Dieses Behandlungskonzept ist eine neue erfolgsversprechende Behandlungsmethode aus den USA für Patienten mit Parkinson. Schwerpunkt von LSVT-BIG ist das gezielte Üben von Bewegungen mit großer Amplitude (Umfang) zur Verbesserung von Geschwindigkeit und Bewegungsausmaß bei Patienten mit parkinsontypischer Bewegungsstörung (Bradykinese und Hypokinese).

 

Perfetti-Konzept

Das Hauptproblem in der Beweglichkeit des Hemiplegiepatienten stellt nach Dr. Perfetti die Spastizität dar.
Er hat die Symptomatik genau analysiert und sie in 4 Komponenten eingeteilt. Daraus hat er 3 verschiedene Übungsgrade entwickelt, die von der Vorstellung der Bewegung bis zur vollständigen Ausführung ohne irritierende Spastizität reicht. In unseren Praxen wird dieses Konzept vor allem zum Wiedererlernen von differenzierter Handsensibilität und Funktion genutzt.

Händigkeitsabklärung / Beratung

Häufig kann es durch motorische Entwicklungsverzögerungen zu Unklarheit in der Seitendominanz kommen. Dies führt oftmals zu einer nicht eindeutig festgelegten Händigkeit.
Speziell für linkshändige Kinder, die sich oftmals in der „rechtshändigen Welt“ schwer tun, gibt es eine Vielzahl von Hilfs- und Fördermittel
(z. B. Graphomotorikübungen, Stiftgreifhilfen, Linkshänderschreibunterlagen).
Diese werden individuell auf die Bedürfnisse des Kindes abgestimmt.

Therapie bei Lernproblemen wie Legasthenie (Schwierigkeiten das Lesen und Schreiben zu erlernen) und Dyskalkulie (Probleme beim Rechnen und Zählen)

Meist liegen in unterschiedlicher Ausprägung Schwächen in der visuellen Wahrnehmung (erschwertes Erkennen von Buchstaben und Zahlen), in der Hörwahrnehmung (gezieltes Hören und Merken von Wörtern, Lauten und Zahlen) oder aber auch in der Körperwahrnehmung und Körperkoordination zugrunde. Therapiemittel sind u. a. ausgewählte Spiele (zum Beispiel Lese- und Rechenspiele), Arbeitsblätter und computergestütze Lernprogramme oder Bewegungsangebote zur Verbesserung der Körperwahrnehmung.

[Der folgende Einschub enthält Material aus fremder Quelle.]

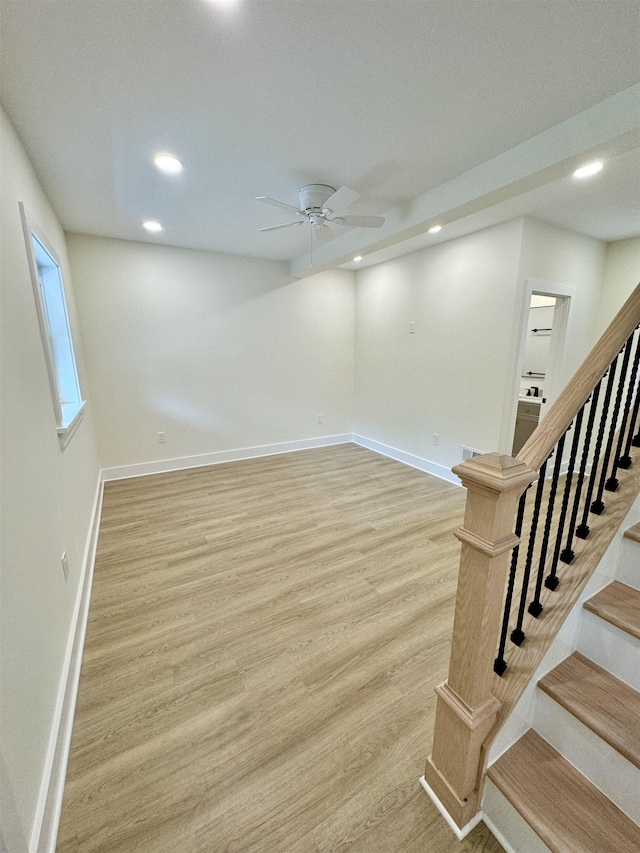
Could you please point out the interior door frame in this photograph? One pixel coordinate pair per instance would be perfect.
(563, 294)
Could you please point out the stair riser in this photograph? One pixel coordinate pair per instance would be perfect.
(605, 768)
(628, 570)
(507, 824)
(610, 647)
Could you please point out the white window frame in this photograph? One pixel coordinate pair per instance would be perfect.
(68, 412)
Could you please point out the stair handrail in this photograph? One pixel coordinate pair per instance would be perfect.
(497, 484)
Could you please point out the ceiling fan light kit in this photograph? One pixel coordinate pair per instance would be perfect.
(317, 204)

Wahrnehmungs-, Konzentrations- und Hirnleistungstraining

Das Training setzt an der Verbesserung der Aufmerksamkeitssteuerung des Patienten an.
Dies geschieht mit Hilfe der Methode der verbalen
Selbstinstruktion, einer Technik aus der kognitiven Verhaltenstherapie. Durch verschiedene Übungen werden Wahrnehmung, Denk- und Merkfähigkeit trainiert.

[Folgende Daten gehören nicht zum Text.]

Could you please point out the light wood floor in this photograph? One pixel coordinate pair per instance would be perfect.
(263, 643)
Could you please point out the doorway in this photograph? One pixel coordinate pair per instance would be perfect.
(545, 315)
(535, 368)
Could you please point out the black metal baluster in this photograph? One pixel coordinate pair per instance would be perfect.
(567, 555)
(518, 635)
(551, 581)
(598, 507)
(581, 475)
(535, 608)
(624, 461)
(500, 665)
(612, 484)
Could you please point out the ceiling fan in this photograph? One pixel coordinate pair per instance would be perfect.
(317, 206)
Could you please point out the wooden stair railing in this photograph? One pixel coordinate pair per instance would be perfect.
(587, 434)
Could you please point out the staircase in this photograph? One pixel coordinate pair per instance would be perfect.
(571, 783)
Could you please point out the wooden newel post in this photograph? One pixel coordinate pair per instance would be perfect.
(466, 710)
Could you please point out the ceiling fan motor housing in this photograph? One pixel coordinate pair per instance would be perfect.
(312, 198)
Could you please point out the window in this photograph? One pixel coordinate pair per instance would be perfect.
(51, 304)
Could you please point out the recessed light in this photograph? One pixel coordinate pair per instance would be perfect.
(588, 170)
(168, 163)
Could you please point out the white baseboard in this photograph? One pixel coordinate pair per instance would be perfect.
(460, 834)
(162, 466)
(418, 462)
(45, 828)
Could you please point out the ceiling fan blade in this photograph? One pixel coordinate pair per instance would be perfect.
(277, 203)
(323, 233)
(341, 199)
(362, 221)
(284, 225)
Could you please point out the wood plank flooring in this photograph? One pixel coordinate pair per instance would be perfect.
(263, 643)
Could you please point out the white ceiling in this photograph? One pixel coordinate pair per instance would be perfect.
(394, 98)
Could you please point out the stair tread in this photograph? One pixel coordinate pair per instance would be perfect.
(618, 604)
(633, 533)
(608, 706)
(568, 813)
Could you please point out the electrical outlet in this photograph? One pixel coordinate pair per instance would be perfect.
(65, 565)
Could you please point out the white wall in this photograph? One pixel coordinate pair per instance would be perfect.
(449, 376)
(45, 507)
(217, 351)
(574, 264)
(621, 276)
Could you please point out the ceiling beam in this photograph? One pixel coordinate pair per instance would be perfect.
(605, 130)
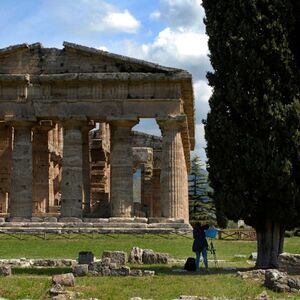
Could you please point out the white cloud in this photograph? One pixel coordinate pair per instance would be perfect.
(202, 93)
(180, 13)
(185, 49)
(200, 142)
(115, 21)
(103, 48)
(155, 15)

Marburger Konzentrationstraining (MKT) für Kindergarten- und Vorschulkinder

Marburger Konzentrationstraining (MKT) für Schulkinder
Wahrnehmungs- und Konzentrationstraining mit Hilfe von Computerprogrammen.
Neurotraining nach Verena Schweizer

Soziales Kompetenztraining

Die Stärkung der sozialen Kompetenzen unserer Teilnehmer ist der Schwerpunkt dieses Trainings.
Sich in der Gruppe zu orientieren, auf Stärken zu besinnen, mit Frustrationen umzugehen und angemessene Problemlösungsstrategien zu entwickeln sind die Ziele des Trainings.

 

 

Wechselnde Interessen und Bedingungen des häuslichen und sozialen Umfelds müssen immer wieder neu in die Behandlungssettings eingegliedert werden, ohne dass dabei das ursprüngliche Ziel aus den Augen verloren wird. Es wird immer wieder erforderlich sein, die ergotherapeutischen Maßnahmen unterschiedlich zu kombinieren und durch Veränderungen den Therapieschwerpunkten anzupassen.